Commercial "Deep Fake" Technology. It's Coming.
How will we adapt to a world of AI-driven video?
At the recent Digital Publishing Innovation Summit, speaker Francesco Marconi, Head of R&D at The Wall Street Journal, noted that "The next generation of false news will be powered by artificial intelligence (AI).” The technology is already far more advanced than most people realize, and used incorrectly it could cause significant social and political turmoil.
While recognizing the potential downside, it’s worth noting that the technology also has significant commercial potential. Modifying Francesco's statement slightly, replacing "false news" with "media", provides an interesting lens for understanding a major new chapter in the world of content:
"The next generation of media will be powered by artificial intelligence."
I think this prediction is as likely to become reality as Francesco's original warning. AI will revolutionize the digital content space; the open question is how soon and what the impact will be.
Earlier in his presentation, Francesco shared examples of existing automation in the newsroom: financial news, like quarterly earnings coverage, has increasingly been automated. He noted that "plug-and-play" templates allowed his prior company, the Associated Press, to jump from providing earnings coverage on dozens of companies to thousands of companies. Below is a demonstration of the solution used by the AP, a product called Wordsmith by Automated Insights.
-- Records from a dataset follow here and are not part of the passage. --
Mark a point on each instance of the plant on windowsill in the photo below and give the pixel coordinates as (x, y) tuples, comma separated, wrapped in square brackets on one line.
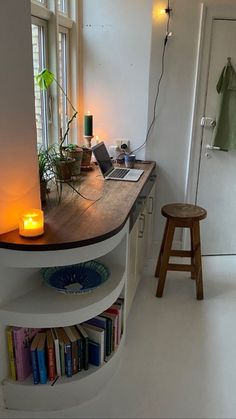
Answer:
[(62, 163), (44, 165)]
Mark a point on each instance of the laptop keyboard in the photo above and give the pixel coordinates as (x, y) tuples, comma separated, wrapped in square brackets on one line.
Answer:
[(119, 173)]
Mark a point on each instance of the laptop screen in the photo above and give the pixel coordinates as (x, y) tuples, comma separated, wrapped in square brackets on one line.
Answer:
[(103, 159)]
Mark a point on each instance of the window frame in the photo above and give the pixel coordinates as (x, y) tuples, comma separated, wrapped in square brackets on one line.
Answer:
[(44, 94), (57, 20)]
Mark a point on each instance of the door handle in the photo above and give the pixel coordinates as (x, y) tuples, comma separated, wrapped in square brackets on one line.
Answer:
[(212, 147), (207, 122)]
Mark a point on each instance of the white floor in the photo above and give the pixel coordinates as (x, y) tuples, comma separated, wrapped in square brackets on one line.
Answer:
[(180, 357)]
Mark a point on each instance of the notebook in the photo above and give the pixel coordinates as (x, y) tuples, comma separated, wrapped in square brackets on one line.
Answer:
[(108, 170)]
So is the next step to have an AI editorial team writing articles from scratch? Possibly, but so far, long-form AI-generated writing hasn't proven to be very compelling to read. On the other hand, AI generated video is already extremely convincing. Here’s a video from University of Washington researchers that Francesco used to highlight AI generated, "Deep Fake", technology:
You can also watch comedian Jordan Peele use AI to make Barack Obama deliver a PSA about fake news here:
It's scary, because seeing is believing (or at least has been until now), and the technology is already out there and working. Now that the pandora’s box of deep fake video technology has been opened, there’s no going back to a world where video evidence can be taken as fact.
But let's approach this new technology a different way. What if media companies used this technology to generate and deliver a more scalable and tailored content experience? There are myriad possibilities, but for the sake of this blog post, let's restrict the discussion to digital news.
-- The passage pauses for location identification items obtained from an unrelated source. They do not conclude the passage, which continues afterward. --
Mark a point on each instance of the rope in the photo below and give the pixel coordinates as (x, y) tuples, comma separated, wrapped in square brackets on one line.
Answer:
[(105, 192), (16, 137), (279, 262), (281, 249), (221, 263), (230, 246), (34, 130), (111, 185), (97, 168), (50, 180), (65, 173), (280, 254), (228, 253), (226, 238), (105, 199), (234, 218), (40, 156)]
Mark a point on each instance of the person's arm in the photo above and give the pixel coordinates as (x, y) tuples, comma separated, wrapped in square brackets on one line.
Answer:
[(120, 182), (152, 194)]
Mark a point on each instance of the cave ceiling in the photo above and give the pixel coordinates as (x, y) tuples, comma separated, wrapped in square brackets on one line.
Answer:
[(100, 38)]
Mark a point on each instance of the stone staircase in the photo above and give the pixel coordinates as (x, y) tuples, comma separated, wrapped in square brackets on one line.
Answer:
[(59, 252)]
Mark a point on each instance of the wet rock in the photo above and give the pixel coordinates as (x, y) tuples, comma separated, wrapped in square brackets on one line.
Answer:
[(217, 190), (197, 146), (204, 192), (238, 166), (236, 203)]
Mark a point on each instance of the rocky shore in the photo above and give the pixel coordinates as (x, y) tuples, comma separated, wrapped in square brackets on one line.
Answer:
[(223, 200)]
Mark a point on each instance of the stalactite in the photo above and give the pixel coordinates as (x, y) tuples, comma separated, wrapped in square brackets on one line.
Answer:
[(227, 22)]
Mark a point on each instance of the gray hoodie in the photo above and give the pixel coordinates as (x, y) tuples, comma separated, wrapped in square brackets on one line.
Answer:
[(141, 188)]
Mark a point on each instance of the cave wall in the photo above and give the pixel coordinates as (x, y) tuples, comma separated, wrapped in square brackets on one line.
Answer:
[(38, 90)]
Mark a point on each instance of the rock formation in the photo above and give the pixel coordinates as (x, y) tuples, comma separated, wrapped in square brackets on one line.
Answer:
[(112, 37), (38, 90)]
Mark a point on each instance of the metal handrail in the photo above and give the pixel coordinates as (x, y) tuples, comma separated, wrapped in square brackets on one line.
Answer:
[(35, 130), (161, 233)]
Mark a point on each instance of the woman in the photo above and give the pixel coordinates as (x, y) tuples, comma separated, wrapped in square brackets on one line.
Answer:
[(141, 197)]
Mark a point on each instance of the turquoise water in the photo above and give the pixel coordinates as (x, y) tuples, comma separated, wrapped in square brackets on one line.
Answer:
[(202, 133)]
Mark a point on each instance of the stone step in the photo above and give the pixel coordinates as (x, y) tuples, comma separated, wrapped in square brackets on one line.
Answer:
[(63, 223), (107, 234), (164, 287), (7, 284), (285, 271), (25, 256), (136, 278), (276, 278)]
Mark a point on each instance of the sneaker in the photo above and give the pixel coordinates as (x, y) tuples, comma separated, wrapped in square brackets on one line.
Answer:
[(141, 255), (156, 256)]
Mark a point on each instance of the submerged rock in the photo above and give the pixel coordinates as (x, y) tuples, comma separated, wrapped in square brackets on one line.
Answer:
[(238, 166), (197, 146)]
What if I prefer to see all of my news from CNN's Anderson Cooper? Normally, he could only cover a few key stories a day, but with this technology, he could cover every story in every market, all day every day, even hyper-local “dog bites man” stories.
Or maybe I prefer the voice of Morgan Freeman for the most distressing news, the voice of Sigourney Weaver for all science news, and former President Barack Obama for everything else.
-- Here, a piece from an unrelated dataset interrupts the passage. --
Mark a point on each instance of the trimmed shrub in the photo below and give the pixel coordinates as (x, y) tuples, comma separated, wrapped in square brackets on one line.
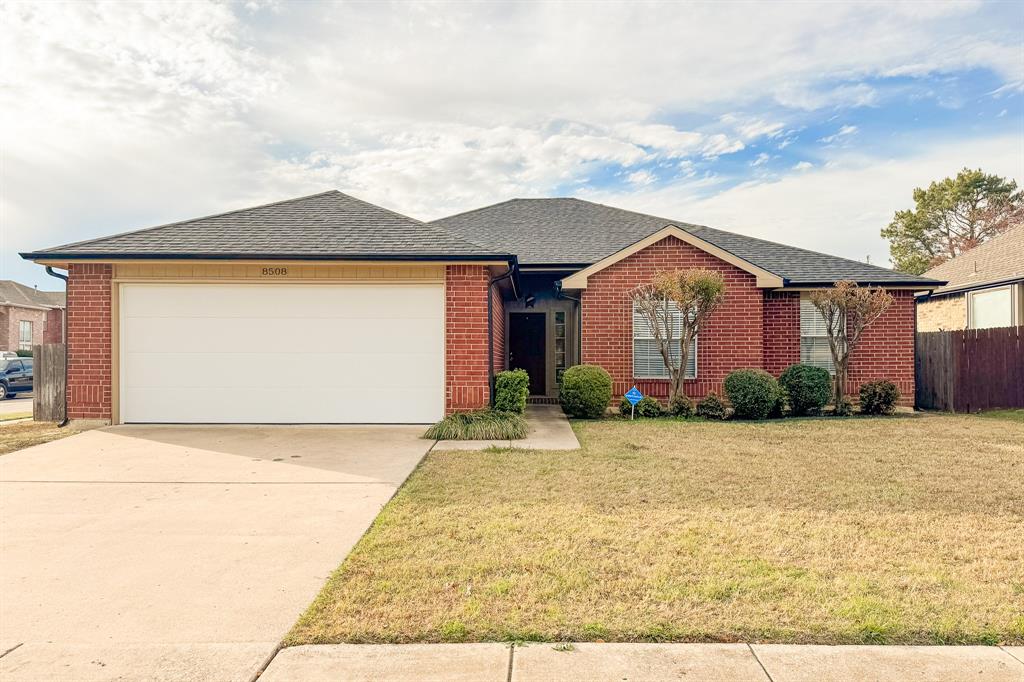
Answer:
[(879, 397), (479, 425), (648, 407), (808, 388), (511, 389), (754, 393), (586, 391), (844, 409), (711, 408), (681, 407)]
I could have a fully tailored experience, while behind the scenes the media company produces content in a fraction of the time at a fraction of the cost. A fixed cost investment in this kind of technology would greatly reduce the variable overhead of scaling high production cost content.
To do this, a media company would just need to deploy existing AI technology and secure the rights to the personalities they mobilize.
Until recently, available AI and computer-generated imagery (CGI) technology was only able to assemble voices and basic mouth movements (popularized by free tools like FakeApp), but now it's becoming possible to generate realistic body movement too. There's too much at stake for this technology to be abused by bad actors. The potential consequences of misuse are serious, and smart regulation will be needed.
But the underlying technology is too valuable to be stopped. Someone will commercialize it, and when they do, it will begin to completely change digital content creation.
I doubt traditional news organizations will be early adopters - doing so will be a complicated, risky endeavor for them, and potentially threaten their core business models. It may more likely be first commercialized by new venture-backed startups. I imagine it may first be adopted by resource-strapped teams that want to jumpstart video production without the normal team + infrastructure costs. Teams could leap from having zero video content to a deep portfolio of monetizable content in a matter of days.
It's my opinion that commercialization of AI powered video generation will happen at large scale in the next few years. This could all lead to a horrible "Black Mirror"-esque future, but that dystopian projection doesn’t need to become a reality.
It remains to be seen whether traditional media will lead the charge in embracing this technology for good, and how information consumption will change as a result. This new technology has the power to change the world in vast ways -- whether the impact is beneficial or devastating depends entirely on how we choose to manage its adoption.